Paula Deen's back, y'all, and she took them lemons she was pelted with and made herself a honkin' lemon meringue pie. She just launched PDN, or the Paula Deen Network online. For just about 10 bucks a month you can soak yourself in all things Deen, including the entire back catalog of her show that ran on Food Network. It was the smartest move, if not the only move, that she could've made. All she has to do now is hope that her rabidly loyal fanbase of elders can figure out how to work the TV with the keyboard attached.
I have incredibly mixed feelings about Paula Deen. I took no joy in seeing her empire deflate like a souffle after she admitted to using the N-word on occasion. For Chrissakes, she is a woman in her late 60s who grew up in the Deep South. I don't condone it but I understand it, and I saw a ton of hypocrisy when the whole thing went down.
She also handled it very poorly. Oh, how I wished she would've taken the opportunity to make it a teachable moment, where Americans could honestly talk about what it was like to be a cracker in the Jim Crow South and how she has come to grips with her prejudiced past. But she just flustered and dug a deeper trench for herself, then peeked out and watched just about every single company that had done business with her desert and join the Union Army. But Deen is not hateful like Donald Sterling, nor even like Shaquille O'Neal, who openly mocked a disabled man on Twitter and lost zero endorsements as a result. Americans made an example of her while real diversity problems continue unabated.
Deen has promised to air a "documentary" about the entire debacle on her site but it has yet to be uploaded. What she has uploaded, however, is a pastiche of cornball "game shows," a really dull reality TV show called Paula's World, and tons of videos of her sons cooking. The principal investor in the venture is Najafi Companies, the same folks who bring us SkyMall, home to $2,250 "lifesize" Bigfoot Garden Yeti lawn ornaments and Cylon-esque head massage helmets.
I was excited at the idea of online game shows, especially with names like What Did Paula Deen Just Put In My Mouth?, but boy howdy, are they ever bad. Deen There Done That featured her son in a bad wig, calling himself Stink Fartindale and quizzing contestants about his mom's life. The "show" takes place in her living room with about 30 townsfolk gathered 'round. The same goes for Name That Grub and Sketch Your Supper. Deen has said that she loves having her own online network because she gets total creative control, but in this case a few suits with some "Hollywood ideas" could really have helped. Not everyone finds your boys as delightful as you do, Paula, and an entire show based on trivia about you is not enough to hold anyone's interest for very long.
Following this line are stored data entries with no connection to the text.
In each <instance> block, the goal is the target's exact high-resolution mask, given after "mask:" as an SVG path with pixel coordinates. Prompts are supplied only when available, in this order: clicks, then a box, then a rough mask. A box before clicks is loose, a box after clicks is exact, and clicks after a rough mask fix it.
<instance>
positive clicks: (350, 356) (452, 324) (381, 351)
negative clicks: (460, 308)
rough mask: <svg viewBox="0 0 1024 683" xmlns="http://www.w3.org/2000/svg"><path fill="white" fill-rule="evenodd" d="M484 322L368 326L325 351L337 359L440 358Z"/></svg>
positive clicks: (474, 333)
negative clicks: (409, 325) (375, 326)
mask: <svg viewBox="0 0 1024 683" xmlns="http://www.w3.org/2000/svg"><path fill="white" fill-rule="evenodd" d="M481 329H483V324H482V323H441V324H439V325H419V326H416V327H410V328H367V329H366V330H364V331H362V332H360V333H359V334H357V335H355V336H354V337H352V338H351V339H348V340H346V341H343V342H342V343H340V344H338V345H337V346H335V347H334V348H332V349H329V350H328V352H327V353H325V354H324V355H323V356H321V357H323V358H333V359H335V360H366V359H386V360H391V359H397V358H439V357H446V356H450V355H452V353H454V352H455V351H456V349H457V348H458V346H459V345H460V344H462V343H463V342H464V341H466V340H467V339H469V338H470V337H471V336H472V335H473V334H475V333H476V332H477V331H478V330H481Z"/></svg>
Watching these clips was like being forced to watch someone's home movies, probably because that's exactly what they are.
There are two other people who figure prominently on the network. One is her somewhat effeminate creative director Brandon Branch and the other is her bodyguard, Hollis "Black As This Board" Johnson, as she referred to him in the midst of the scandal. She surrounds herself with diversity, you see. But she always has. One of the things I used to like about her show was that she regularly had on her black friends. It never occurred to me that she might feel superior to them, nor apparently did it occur to them, since so many of them have defended her.
In this so-called post-racial landscape, to be a Southern woman you are either held up as a steel magnolia or pilloried. Deen went from being a Scarlett O'Hara who was on welfare and made a ball gown out of her damask curtains to being Eichmann in Jerusalem. Neither are the truth. She is a complicated person with a complicated past. Now she's launching what is basically a digital Hee Haw, and Jesus bless her and her economic endeavors. As God as her witness, she'll never lose money again.